Thursday, February 23, 2012

Isaac's Childhood Church

Isaac's childhood church is older than this nation. The first steps taken toward the erection of a church were in 1730 on land donated by George Hain. It was customary in those times to call the church by the name of the man donating the land, so Hain's Church it became, although the proper name was St. John's Reformed Church. The site of Hain's Church was a high hill, said to be the highest point in Lebanon Valley.

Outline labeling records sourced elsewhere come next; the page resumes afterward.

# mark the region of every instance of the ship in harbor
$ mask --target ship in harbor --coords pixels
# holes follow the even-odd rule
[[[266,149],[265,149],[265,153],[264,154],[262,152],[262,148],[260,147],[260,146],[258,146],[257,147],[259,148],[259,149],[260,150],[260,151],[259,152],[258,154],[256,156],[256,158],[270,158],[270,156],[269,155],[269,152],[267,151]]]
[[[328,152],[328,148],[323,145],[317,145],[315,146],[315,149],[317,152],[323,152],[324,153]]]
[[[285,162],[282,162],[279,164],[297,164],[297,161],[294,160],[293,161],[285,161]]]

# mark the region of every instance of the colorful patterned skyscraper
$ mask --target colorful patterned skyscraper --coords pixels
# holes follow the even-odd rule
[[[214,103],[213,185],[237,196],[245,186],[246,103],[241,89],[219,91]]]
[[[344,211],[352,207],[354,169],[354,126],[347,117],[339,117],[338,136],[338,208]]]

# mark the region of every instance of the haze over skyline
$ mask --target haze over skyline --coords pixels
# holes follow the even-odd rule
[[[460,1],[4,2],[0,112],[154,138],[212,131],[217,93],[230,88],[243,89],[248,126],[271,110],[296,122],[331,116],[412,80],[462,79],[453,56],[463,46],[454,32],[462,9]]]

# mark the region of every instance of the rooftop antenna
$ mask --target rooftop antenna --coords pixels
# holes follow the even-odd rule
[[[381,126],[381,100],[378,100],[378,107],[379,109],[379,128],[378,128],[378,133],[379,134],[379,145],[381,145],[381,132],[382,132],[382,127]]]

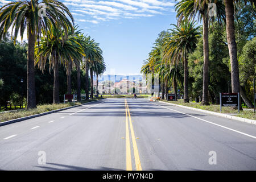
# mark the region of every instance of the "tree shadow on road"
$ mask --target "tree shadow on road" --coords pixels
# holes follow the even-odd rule
[[[124,169],[100,167],[97,169],[89,168],[83,167],[61,164],[56,163],[46,163],[46,165],[36,166],[43,170],[46,171],[123,171]]]

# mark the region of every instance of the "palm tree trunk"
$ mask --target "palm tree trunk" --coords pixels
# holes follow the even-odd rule
[[[76,71],[77,73],[77,101],[81,101],[81,69],[80,63],[77,61],[76,64]]]
[[[90,98],[93,98],[93,70],[90,68]]]
[[[243,102],[249,107],[253,108],[254,107],[253,103],[251,103],[251,102],[248,99],[248,98],[247,98],[246,94],[245,94],[241,86],[240,86],[240,95]]]
[[[68,84],[68,94],[71,94],[71,67],[72,62],[69,61],[68,63],[67,70],[67,84]],[[72,102],[72,99],[68,99],[68,102]]]
[[[96,95],[97,97],[98,97],[98,75],[97,74],[97,78],[96,78]]]
[[[35,33],[32,32],[28,23],[28,54],[27,54],[27,109],[36,108],[35,85]]]
[[[164,100],[164,82],[162,81],[162,100]]]
[[[203,32],[204,46],[204,69],[203,76],[203,101],[201,104],[209,105],[209,41],[208,14],[203,14]]]
[[[89,99],[89,62],[85,60],[85,99]]]
[[[226,31],[228,47],[231,65],[231,86],[232,92],[239,92],[240,82],[239,80],[238,61],[237,60],[237,43],[234,34],[234,5],[233,0],[225,0],[226,11]],[[241,102],[240,102],[241,103]],[[240,109],[242,107],[240,105]]]
[[[56,53],[55,53],[56,54]],[[60,103],[60,83],[59,82],[59,57],[55,55],[53,65],[53,104]]]
[[[188,98],[188,60],[184,56],[184,102],[189,102]]]
[[[176,80],[175,77],[174,77],[174,94],[175,96],[175,101],[177,101],[177,80]]]
[[[167,100],[167,96],[166,96],[166,94],[167,94],[168,93],[168,91],[169,91],[169,88],[168,86],[168,78],[166,78],[166,99]]]

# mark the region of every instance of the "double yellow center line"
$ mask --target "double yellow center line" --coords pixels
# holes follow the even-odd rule
[[[142,171],[141,160],[139,159],[139,151],[138,151],[137,144],[136,143],[136,139],[134,134],[134,130],[133,130],[133,124],[131,123],[131,114],[130,114],[129,107],[127,103],[126,100],[125,100],[125,127],[126,133],[126,170],[132,171],[133,167],[131,165],[131,147],[130,143],[130,133],[129,133],[129,125],[131,131],[131,140],[133,142],[133,152],[134,154],[134,159],[135,162],[136,169],[137,171]],[[128,118],[129,122],[128,122]]]

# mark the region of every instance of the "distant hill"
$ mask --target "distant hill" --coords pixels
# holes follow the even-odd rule
[[[98,81],[104,81],[106,80],[110,80],[110,81],[114,82],[119,82],[122,79],[128,79],[129,81],[139,81],[140,80],[143,80],[142,75],[104,75],[98,77]],[[93,76],[93,80],[96,80],[96,76]]]

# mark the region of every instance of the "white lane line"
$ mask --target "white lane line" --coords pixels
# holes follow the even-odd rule
[[[79,111],[76,111],[76,112],[75,112],[75,113],[73,113],[69,114],[69,115],[73,115],[73,114],[76,114],[76,113],[77,113],[81,112],[81,111],[82,111],[83,110],[86,110],[86,109],[89,109],[89,108],[94,107],[94,106],[97,106],[97,105],[102,104],[102,103],[105,102],[106,102],[106,101],[104,101],[104,102],[101,102],[101,103],[100,103],[100,104],[97,104],[94,105],[93,105],[93,106],[90,106],[90,107],[86,107],[86,108],[85,108],[85,109],[84,109],[79,110]]]
[[[14,136],[17,136],[17,135],[11,135],[11,136],[8,136],[8,137],[6,137],[6,138],[4,138],[4,139],[9,139],[9,138],[13,138],[13,137],[14,137]]]
[[[209,121],[207,121],[207,120],[205,120],[205,119],[201,119],[201,118],[198,118],[197,117],[195,117],[195,116],[193,116],[193,115],[190,115],[190,114],[187,114],[187,113],[183,113],[183,112],[181,112],[181,111],[177,111],[177,110],[174,110],[174,109],[170,109],[170,108],[164,107],[163,106],[159,105],[156,104],[154,104],[154,104],[155,104],[155,105],[157,105],[159,106],[161,106],[161,107],[164,107],[166,109],[167,109],[174,111],[175,112],[177,112],[177,113],[181,113],[181,114],[185,114],[185,115],[190,116],[191,117],[193,117],[193,118],[196,118],[197,119],[204,121],[204,122],[205,122],[207,123],[210,123],[210,124],[212,124],[212,125],[216,125],[216,126],[218,126],[221,127],[222,127],[224,129],[227,129],[227,130],[230,130],[230,131],[233,131],[236,132],[237,133],[241,134],[242,135],[245,135],[245,136],[249,136],[249,137],[251,137],[251,138],[254,138],[254,139],[256,139],[256,136],[253,136],[253,135],[249,135],[249,134],[246,134],[245,133],[243,133],[243,132],[241,132],[241,131],[238,131],[238,130],[236,130],[230,129],[229,127],[226,127],[226,126],[222,126],[222,125],[221,125],[216,124],[216,123],[213,123],[212,122],[210,122]]]
[[[40,127],[40,126],[35,126],[35,127],[31,128],[31,129],[34,130],[34,129],[37,129],[38,127]]]

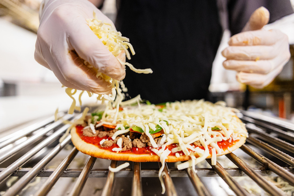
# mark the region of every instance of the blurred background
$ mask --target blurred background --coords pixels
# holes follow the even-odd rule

About thirty years after the first church was erected, a second church built of stone was erected in 1766. The American colonies were still ruled by Great Britain, and a stone plaque over the doorway read (translated from the German to English): "All who here go out and in / Should obey God and the King." The patriotic members of the church obliterated the word "King" when America fought to gain its independence.

In 1844, the year of Isaac and his twin brother Henry's births, the church was remodeled and the stone was plastered, the exterior painted to resemble brick, and in 1851 a belfry was added. In 1878, the year Isaac homesteaded in Kansas, the third church building was erected as a southern extension to the 1766 building. Today's beautiful red brick church with its towering steeple and its history told on the weathered gravestones of the surrounding cemetery still sits proudly on the hill donated by George Hain.

When we timidly entered the church we were welcomed by the staff, willing to help me with my research despite my interrupting their work and my failure to arrange our visit in advance. The 1816 History of St. John's (Hain's) Church they shared with me was a researcher's dream, with an entire chapter on the Werner Family. It also contained the baptismal records of Isaac and his siblings, records of Revolutionary War & Civil War Soldiers Buried at Hain's Church, the death record of Isaac's father William, and many other valuable chapters. As I continued my research, I found something even more amazing. I asked if there were any Werner members of the present church, and they introduced me to James Werner, Isaac's first cousin four times removed.

James came to the church and shared with me family pictures and letters, including several from Isaac's nephew Charles sent to his father Henry B. Werner, Isaac's twin brother. Included among these family treasures was the drawing of William & Rebecca's stone house, which I previously posted on November 4, 2011 in the post "Isaac's Birth & Childhood." Unbelievably, James even had a picture of Isaac's twin brother, Henry. I do not know if they were identical or fraternal twins, but that picture may be as close as I can come to knowing what Isaac looked like! James' generosity in sharing family documents was incredible, as was the kindness of the Hain's Church staff.


Kim said...

It sounds as though you found a little bit of research "heaven" through the doors of this church and those associated with it!

The Blog Fodder said...

That is so awesome to find his fourth cousin with information AND pictures. A treasure trove.